BFH, Entscheidung vom 13.11.2008 - VII B 192/07
BFH 13. November 2008

Zusammenfassung durch Doctrine KI

Sachverhalt
Die Klägerin, Alleingesellschafterin einer GmbH, wurde wegen Beihilfe zur Steuerhinterziehung rechtskräftig verurteilt. Das Finanzamt nahm sie gemäß § 71 AO als Haftungsschuldnerin in Anspruch. Die Klägerin rügt Verfahrensmängel, insbesondere fehlerhafte Besetzung des Finanzgerichts (§ 115 Abs. 2 Nr. 3 FGO) und unzureichende Sachaufklärung.

Entscheidungsgründe
Die Nichtzulassungsbeschwerde wird abgewiesen, da die Verfahrensrügen nicht schlüssig dargelegt oder unbegründet sind.

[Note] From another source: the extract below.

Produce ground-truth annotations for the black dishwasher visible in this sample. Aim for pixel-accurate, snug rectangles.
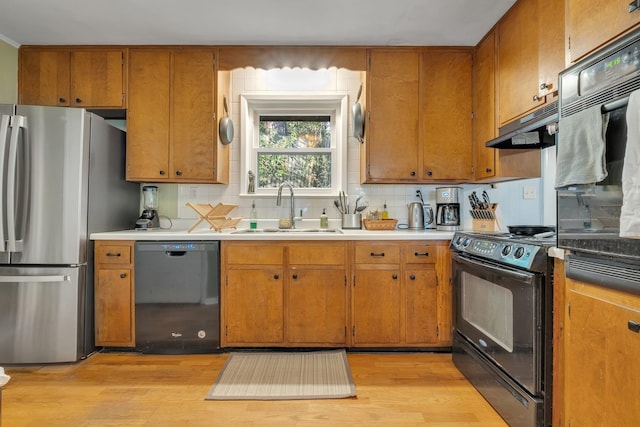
[134,241,220,354]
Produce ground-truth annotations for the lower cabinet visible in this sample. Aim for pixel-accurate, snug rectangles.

Die Besetzung des Gerichts entsprach dem Geschäftsverteilungsplan und § 192 GVG. Beweisanträge wurden nicht übergangen, da das Gericht die Urheberschaft des Kassenbuchs als gegeben annahm. Verfahrensfehler liegen nicht vor, da die Klägerin wesentliche Rügen nicht rechtzeitig geltend machte (§ 155 FGO).

Praxishinweis
Verfahrensrügen sind nur bei schlüssiger Darlegung und rechtzeitiger Erhebung erfolgversprechend. Die Einhaltung der Geschäftsverteilung und die Mitwirkung der Richter sind streng auszulegen. Beweisanträge müssen rechtzeitig gestellt und begründet werden, um Rügeverluste zu vermeiden.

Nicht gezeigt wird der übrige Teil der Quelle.